Beide Politikerinnen könnten, wenn sie sie kennen würden, Strukturen innerhalb ihres Regierungsapparates nutzen, die es schon gibt. YouPan, Jugend-Panel zur Bildung für nachhaltige Entwicklung, heißt das Jugendgremium, welches die Nationale Plattform für Bildung für nachhaltige Entwicklung berät. Die Jugendlichen haben in diesem Expertengremium einen Sitz von insgesamt rund 40. Wissenschaftler, Vertreter der Wirtschaft, Politik und Zivilgesellschaft und Politik beraten hier, wie das Thema Nachhaltige Entwicklung in allen Bildungsbereichen verankert werden kann.

Dass Jugendbeteiligung hier eine Rolle spielen würde, war nicht selbstverständlich, aber letztendlich mündete die wachsende Erkenntnis in einem vom BMBF mit rund einer Million Euro geförderten Projekt. Seit 2017 koordiniert die "YouBox" der Stiftung Bildung die Beteiligung der Jugendlichen. Ein Termin mit der Ministerin, sagt Stiftungsvorsitzende Katja Hintze, habe es bisher noch nicht gegeben, mit dem neuen Staatssekretär Christian Luft habe aber schon ein erster Austausch stattgefunden.

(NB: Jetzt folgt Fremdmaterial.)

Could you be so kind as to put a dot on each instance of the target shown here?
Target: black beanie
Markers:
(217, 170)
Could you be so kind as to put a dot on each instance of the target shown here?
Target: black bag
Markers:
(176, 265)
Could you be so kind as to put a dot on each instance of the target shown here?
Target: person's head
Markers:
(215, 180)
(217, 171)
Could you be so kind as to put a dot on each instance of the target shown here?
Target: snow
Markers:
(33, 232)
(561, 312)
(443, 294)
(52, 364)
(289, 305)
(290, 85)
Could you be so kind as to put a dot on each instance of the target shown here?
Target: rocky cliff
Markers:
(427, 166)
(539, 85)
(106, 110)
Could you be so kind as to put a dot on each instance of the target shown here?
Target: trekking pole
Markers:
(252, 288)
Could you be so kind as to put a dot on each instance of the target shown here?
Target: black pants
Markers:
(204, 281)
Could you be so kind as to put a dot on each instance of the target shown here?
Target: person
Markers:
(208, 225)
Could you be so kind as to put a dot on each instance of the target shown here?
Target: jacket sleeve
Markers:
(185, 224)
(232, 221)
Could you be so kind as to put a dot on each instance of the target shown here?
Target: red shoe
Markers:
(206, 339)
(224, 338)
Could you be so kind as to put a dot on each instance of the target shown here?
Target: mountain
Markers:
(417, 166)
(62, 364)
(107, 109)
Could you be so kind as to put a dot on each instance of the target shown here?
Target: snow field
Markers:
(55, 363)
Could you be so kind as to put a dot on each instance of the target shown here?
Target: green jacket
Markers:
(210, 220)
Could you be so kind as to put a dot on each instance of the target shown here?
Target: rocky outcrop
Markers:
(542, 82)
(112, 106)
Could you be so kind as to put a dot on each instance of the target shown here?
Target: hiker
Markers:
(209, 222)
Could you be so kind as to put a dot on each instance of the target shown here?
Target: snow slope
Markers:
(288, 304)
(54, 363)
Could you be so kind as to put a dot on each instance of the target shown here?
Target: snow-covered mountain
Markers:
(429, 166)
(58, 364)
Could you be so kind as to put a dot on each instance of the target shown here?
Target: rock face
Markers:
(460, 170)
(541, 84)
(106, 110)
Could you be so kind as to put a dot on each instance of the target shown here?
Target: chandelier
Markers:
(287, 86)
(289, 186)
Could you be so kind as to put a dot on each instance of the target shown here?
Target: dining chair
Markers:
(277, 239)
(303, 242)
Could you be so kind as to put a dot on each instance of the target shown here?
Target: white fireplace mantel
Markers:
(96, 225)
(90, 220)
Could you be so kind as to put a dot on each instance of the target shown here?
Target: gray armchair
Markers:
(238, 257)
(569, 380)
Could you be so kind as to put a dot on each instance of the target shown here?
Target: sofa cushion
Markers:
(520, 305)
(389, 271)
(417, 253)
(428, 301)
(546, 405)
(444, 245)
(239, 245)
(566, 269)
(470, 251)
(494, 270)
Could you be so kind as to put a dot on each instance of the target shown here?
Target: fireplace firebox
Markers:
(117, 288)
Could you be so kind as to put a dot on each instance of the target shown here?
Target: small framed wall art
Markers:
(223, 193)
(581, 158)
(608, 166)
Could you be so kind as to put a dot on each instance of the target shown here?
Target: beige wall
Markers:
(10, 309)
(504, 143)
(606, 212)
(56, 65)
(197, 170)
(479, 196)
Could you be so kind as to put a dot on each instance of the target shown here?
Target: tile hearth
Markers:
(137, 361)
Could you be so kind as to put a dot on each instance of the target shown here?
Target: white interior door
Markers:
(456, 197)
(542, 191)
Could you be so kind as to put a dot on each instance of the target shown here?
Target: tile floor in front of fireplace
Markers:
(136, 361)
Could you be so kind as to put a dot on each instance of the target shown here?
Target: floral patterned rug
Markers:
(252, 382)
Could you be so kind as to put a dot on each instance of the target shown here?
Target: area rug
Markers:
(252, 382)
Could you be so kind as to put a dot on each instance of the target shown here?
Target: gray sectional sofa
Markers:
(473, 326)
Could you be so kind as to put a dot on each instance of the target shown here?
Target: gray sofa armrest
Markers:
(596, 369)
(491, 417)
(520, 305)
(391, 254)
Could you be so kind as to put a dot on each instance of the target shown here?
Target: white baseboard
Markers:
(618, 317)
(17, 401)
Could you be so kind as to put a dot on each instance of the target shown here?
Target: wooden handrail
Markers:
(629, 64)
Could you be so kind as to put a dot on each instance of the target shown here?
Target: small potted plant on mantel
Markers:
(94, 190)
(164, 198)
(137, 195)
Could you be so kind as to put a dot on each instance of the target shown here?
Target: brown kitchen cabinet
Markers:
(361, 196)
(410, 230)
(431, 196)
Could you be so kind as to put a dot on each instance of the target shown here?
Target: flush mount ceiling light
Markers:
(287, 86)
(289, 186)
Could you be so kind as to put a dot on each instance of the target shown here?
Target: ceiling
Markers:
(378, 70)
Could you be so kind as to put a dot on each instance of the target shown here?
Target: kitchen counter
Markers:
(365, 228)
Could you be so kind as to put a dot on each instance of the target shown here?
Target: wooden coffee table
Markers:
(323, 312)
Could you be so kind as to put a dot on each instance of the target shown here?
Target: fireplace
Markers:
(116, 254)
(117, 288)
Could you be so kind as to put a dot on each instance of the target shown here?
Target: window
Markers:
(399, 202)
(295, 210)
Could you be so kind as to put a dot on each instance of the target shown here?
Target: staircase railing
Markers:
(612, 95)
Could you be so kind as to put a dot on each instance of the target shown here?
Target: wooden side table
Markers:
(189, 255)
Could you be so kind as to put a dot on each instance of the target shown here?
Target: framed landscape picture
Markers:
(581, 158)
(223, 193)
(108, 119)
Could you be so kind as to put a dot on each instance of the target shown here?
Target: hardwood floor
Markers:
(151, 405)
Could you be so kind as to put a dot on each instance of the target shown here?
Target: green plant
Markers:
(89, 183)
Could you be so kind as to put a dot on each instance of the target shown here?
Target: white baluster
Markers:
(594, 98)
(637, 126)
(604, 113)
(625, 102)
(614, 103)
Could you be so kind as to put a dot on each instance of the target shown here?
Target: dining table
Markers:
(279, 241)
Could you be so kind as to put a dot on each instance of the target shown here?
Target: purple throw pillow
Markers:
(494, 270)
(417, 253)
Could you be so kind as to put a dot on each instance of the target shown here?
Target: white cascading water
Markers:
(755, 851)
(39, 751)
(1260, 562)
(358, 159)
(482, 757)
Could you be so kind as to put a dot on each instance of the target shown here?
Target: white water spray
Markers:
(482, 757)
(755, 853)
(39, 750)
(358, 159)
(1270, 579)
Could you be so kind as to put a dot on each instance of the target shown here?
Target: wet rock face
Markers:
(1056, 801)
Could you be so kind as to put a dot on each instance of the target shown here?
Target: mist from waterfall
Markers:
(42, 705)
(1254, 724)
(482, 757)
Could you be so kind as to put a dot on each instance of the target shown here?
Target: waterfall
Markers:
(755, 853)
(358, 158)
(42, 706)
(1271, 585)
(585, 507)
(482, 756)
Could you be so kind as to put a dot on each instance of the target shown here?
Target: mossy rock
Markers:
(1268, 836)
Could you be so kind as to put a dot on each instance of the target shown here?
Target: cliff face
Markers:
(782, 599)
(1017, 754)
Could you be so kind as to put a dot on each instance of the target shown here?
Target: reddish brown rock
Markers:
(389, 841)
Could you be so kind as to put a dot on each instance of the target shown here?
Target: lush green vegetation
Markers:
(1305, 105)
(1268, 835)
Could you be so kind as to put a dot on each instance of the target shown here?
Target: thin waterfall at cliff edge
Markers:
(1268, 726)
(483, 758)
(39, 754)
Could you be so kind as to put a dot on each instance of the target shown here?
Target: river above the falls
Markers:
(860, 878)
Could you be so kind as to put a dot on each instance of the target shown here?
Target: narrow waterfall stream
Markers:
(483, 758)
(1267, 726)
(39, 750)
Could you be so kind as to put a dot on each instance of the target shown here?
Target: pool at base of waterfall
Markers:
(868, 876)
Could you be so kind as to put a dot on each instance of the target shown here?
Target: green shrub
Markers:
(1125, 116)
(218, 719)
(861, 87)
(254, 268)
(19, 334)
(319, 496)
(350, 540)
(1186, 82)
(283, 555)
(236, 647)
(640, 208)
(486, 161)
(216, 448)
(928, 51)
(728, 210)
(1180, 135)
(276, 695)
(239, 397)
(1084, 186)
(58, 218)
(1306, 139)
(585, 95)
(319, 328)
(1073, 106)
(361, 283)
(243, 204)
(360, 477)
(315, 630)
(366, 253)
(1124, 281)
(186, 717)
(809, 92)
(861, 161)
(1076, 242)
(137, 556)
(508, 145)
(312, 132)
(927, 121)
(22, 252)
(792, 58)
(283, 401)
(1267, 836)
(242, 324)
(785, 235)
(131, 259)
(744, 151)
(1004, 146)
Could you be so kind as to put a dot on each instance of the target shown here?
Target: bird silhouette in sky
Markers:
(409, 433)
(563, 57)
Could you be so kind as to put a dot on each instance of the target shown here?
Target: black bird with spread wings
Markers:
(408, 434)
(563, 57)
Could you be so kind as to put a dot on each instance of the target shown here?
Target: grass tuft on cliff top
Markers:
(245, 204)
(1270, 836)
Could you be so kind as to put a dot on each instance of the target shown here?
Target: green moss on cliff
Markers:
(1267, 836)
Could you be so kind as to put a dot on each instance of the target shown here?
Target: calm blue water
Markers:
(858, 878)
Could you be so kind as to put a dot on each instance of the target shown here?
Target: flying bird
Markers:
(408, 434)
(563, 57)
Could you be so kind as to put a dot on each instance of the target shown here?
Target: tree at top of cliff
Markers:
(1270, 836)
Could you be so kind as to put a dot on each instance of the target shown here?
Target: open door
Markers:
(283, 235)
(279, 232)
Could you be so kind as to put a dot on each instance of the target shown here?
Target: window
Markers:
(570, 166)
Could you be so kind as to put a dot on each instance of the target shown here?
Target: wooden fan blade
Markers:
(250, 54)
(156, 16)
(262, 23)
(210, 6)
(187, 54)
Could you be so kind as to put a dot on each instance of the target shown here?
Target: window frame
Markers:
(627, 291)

Die Forderungen des Jugend-Panels sind einerseits sehr allgemein und passend zu einigen Gedanken, wie sie derzeit von Jugendlichen der Fridays for Future - Bewegung auf die Straße getragen werden: "Nachhaltigkeit ist mit unserem aktuellen Wirtschaftssystem unvereinbar. Solange Profit und Wirtschaftswachstum an erster Stelle stehen, hat das katastrophale Auswirkungen für Mensch und Umwelt, wie wir an den derzeitigen Problemen sehen können (Klimawandel, Umweltzerstörung, soziale Ungleichheit, Armut etc.). Deswegen fordern wir, bestehende Theorien, wie z.B. den Neoliberalismus kritisch zu hinterfragen, Wirtschaft neu zu denken und sich mit Alternativen zu beschäftigen, wie sich die Menschheit zukunftsfähig organisieren kann." Gleichzeitig sind manche Vorschläge schon sehr machbar und konkret: Arbeitsgemeinschaften in der Schule zum Thema Nachhaltigkeit, bessere (finanzielle) Unterstützung der Schülervertretungen, Jugendzukunftsräte in den Bundesländern (BaWÜ hat so etwas schon), Bildung für nachhaltige Entwicklung fächerübergreifend in die Lehrpläna integrieren - und einiges mehr.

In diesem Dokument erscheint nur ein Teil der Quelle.